Interestingly, those in Pakistan with Internet — and therefore access to new sites — are not passively consuming information; they are passing it around through emails and blogs (dozens of blogs have sprung up, providing specific information such as where the next media protest will be held) are using the information to network towards mobilising resistance and arranging protests. This has resulted in independent websites increasing their content.

Because the government thinks in conventional ways, it had not seen mobile phones as a medium for news. However, Pakistan has 70 million mobile phone users. Calls are cheap and texting even more so. Hence, between calling the media and friends on their mobile phones, people are managing to get at least important bits of information every day. After the government disrupted cable TV distribution, most current affairs channels sent SMS text messages to millions of mobile phone users, telling them to log onto their website to get live transmission and text news. According to sources in the telecom sector, daily mobile phone calls have increased sevenfold and text messaging tenfold since the emergency was imposed, indicating the elevation of the status of mobile telephony as a formal source of information.

The radio sector — about 160 FM stations are licensed in the private sector of which around 70 are on air across Pakistan — however, has been severely hit as it is the most vulnerable. Only a handful of stations do regular news bulletins and current affairs programming.
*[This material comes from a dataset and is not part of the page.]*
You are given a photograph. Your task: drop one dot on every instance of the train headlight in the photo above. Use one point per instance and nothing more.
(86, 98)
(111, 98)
To make an example of them, two of the leading radio stations, FM99 in Islamabad and FM103 in Karachi, got the rough end of the stick: their transmitters and broadcast consoles were taken away (along with most other equipment), thereby silencing them. Transmitters are extremely difficult to come by in Pakistan — most are smuggled in and are expensive. Other stations have taken a cue from the crackdown and stopped doing news and information programming to avoid the confiscation of hard-to-come-by equipment. However, foreign radio stations such as BBC and Voice of America have increased airtime for emergency-related coverage and that has caused sales of radio sets to soar.

The week that the state of emergency was imposed by Musharraf, the international media watchdog Reporters sans frontières issued its latest annual ranking of media freedom. Of a total of 169 countries assessed, Pakistan was ranked a dismal 152. This was before November 3, the day the state of emergency was imposed. Thanks to Musharraf, Pakistan is now virtually at the bottom of the heap. So much for “Pakistan first.” As far as media freedoms are concerned, it is a case of “Pakistan last.”

Nadir Hassan is a Pakistan-based journalist and assistant editor at Newsline.